View the Identifier Interoperability document.
Prototype
The various components coordinate to create a platform useful for data analysis.
Digital Object Catalog
Provides clients and services access to resources available in object stores. Digital objects can be files and the catalog itself maintains a registry of locations to find the files, as well as minimal metadata.
GUID Resolver
Allows globally unique identifiers to be “resolved” to digital objects. For more information please refer to Identifier Interoperability.
Namespace Service
Identifiers can be given different namespaces or “prefixes”. The namespace service allows commons members to easily manage GUIDs across projects and domains. For more information please refer to Identifier Interoperability.
Data Access
Once data have been discovered they must be localized, which requires interacting with object stores and performing authentication, authorization, downloading, and transfer as necessary.
Access Control
To guarantee authority and authenticity of requests, some access control services are provided. These services will at least be able to identify a client and delegate authority to the access control system of choice.
Analytical Engine
Software which can orchestrate and execute computational tasks in heterogeneous computing environments.
Tool Repository
A resource which contains templates of reusable computational tasks that can be directed at new data, and then executed by the Analytical Engine.
Workspaces
Clients accessing a commons infrastructure should be able to manage data for secondary and tertiary data analysis.
Indexing and Search
Data in commons infrastructure should be findable using Search mechanisms. Indexing makes data available for search.
Ontology
A controlled vocabulary informs indexers and or querying applications to make metadata usable.
Metadata Indexer
Metadata made available by a platform is indexed into a store. Indexers allow data to be made findable using a structured document scheme.
Metadata Querying
Once metadata have been indexed into a platform, these indices are made available by services that allow queries to be formed against the metadata.
Portal
Commons infrastructure should provide interfaces to make data easily findable. Once data has been found in a portal, it can be added to a workspace.
Application
Applications combine a variety of Commons components to carry out specific tasks.

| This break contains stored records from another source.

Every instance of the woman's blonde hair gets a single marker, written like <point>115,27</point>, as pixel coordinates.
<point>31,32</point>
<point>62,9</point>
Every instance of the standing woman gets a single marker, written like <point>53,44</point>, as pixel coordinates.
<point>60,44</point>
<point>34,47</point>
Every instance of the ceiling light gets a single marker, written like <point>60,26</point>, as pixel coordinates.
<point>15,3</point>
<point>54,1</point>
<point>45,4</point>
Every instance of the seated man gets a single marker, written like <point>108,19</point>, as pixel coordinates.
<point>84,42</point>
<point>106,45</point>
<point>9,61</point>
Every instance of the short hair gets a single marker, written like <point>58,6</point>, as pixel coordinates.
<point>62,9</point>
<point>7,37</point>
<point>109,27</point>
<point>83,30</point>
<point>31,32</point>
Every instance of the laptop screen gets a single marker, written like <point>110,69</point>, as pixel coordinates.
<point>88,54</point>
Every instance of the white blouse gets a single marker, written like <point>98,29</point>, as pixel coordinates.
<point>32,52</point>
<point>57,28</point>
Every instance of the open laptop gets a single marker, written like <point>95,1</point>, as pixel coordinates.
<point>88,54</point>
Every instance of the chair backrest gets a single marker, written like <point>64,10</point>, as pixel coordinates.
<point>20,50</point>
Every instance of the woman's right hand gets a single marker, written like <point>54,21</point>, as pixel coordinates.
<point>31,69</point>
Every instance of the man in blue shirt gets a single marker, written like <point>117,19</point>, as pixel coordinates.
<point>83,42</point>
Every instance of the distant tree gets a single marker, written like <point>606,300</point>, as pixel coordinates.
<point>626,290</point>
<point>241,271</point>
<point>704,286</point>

Commons Alliance Components
Source Code Repository Table
Links to source code repositories for implementations are provided below:
| Component | Broad | UChicago CDIS | UCSC CGP |
|---|---|---|---|
| Digital Object Catalog | |||
| GUID Resolver | indexd* | dos-azul-lambda* | |
| Namespace Service | indexd* | ||
| Data Access | fence | cgp-data-store | |
| Access Control | |||
| Authorization | sam bond | fence | |
| Authentication | sam bond | fence | |
| Analytical Engine | Cromwell][29][ Leonardo |
toil | |
| Tool Repository | Agora* | Dockstore* | |
| Workspaces | Rawls | jupyterhub | |
| Indexing and Search | Orchestration | ||
| Ontology | datadictionary | ||
| Metadata Indexer | Orchestration | sheepdog | azul-indexer |
| Metadata Querying | Orchestration | peregrine | azul-webservice |
| Portal | Firecloud | windmill | boardwalk |
| Application | xena |
Applications marked with a * implement a standard interface being developed with the GA4GH.
Clients can interact with these applications using an open protocol
- indexd, dos-azul-lambda and Cromwell implement the Data Object Service.

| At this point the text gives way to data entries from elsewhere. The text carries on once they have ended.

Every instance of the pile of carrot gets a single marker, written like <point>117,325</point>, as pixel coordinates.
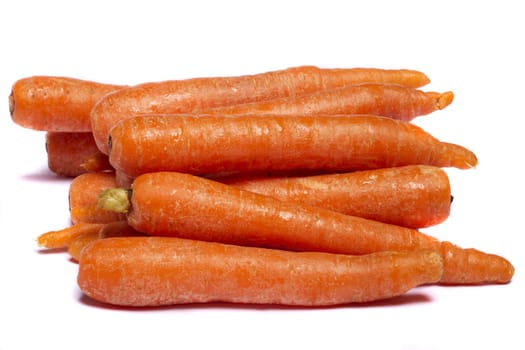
<point>304,186</point>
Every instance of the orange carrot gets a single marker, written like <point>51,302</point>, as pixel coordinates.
<point>154,271</point>
<point>203,145</point>
<point>62,238</point>
<point>111,229</point>
<point>83,196</point>
<point>187,206</point>
<point>389,100</point>
<point>77,244</point>
<point>73,153</point>
<point>413,196</point>
<point>200,94</point>
<point>55,103</point>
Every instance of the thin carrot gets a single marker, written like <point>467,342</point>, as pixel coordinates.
<point>83,196</point>
<point>258,144</point>
<point>73,153</point>
<point>155,271</point>
<point>389,100</point>
<point>187,206</point>
<point>62,238</point>
<point>413,196</point>
<point>200,94</point>
<point>111,229</point>
<point>50,103</point>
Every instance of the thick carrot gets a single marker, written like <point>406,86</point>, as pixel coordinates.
<point>77,244</point>
<point>200,94</point>
<point>389,100</point>
<point>111,229</point>
<point>73,153</point>
<point>154,271</point>
<point>412,196</point>
<point>51,103</point>
<point>83,196</point>
<point>258,144</point>
<point>62,238</point>
<point>187,206</point>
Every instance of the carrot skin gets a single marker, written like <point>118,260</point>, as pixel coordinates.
<point>207,144</point>
<point>71,154</point>
<point>155,271</point>
<point>200,94</point>
<point>77,244</point>
<point>414,196</point>
<point>62,238</point>
<point>389,100</point>
<point>59,104</point>
<point>83,198</point>
<point>186,206</point>
<point>111,229</point>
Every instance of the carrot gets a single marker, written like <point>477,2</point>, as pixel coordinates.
<point>83,196</point>
<point>413,196</point>
<point>50,103</point>
<point>203,145</point>
<point>187,206</point>
<point>155,271</point>
<point>111,229</point>
<point>389,100</point>
<point>62,238</point>
<point>70,154</point>
<point>77,244</point>
<point>200,94</point>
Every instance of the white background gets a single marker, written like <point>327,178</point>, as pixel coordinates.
<point>474,49</point>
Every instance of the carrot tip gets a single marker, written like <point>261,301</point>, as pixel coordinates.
<point>444,100</point>
<point>115,199</point>
<point>11,103</point>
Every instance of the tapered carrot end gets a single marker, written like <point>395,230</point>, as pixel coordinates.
<point>444,100</point>
<point>458,156</point>
<point>473,267</point>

- Dockstore and Agora implement the Tool Registry Service.
- Cromwell implememnts the Workflow Execution Service
UChicago CDIS
The University of Chicago, CDIS groups presents software for easily managing the submission and access control of bioinformatics and medical informatics data in cloud environments.

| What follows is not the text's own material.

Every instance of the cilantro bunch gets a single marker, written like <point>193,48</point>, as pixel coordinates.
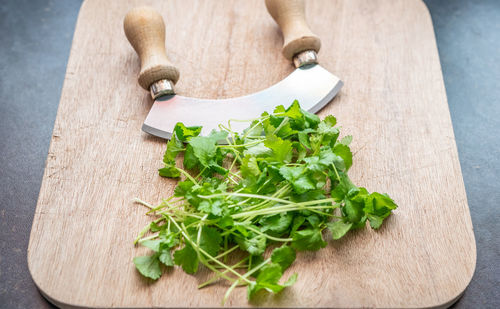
<point>277,185</point>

UC Santa Cruz Computational Genomics Platform
Broad Institute
This section is in progress
Development
This document is under active development. If you feel misrepresented or something has been miscommunicated, please open an issue or make a Pull Request!
Editing diagrams
The program used to edit the “dia” files is dia.
Github caches images when they display READMEs so be sure to check the actual file if it seems out of date!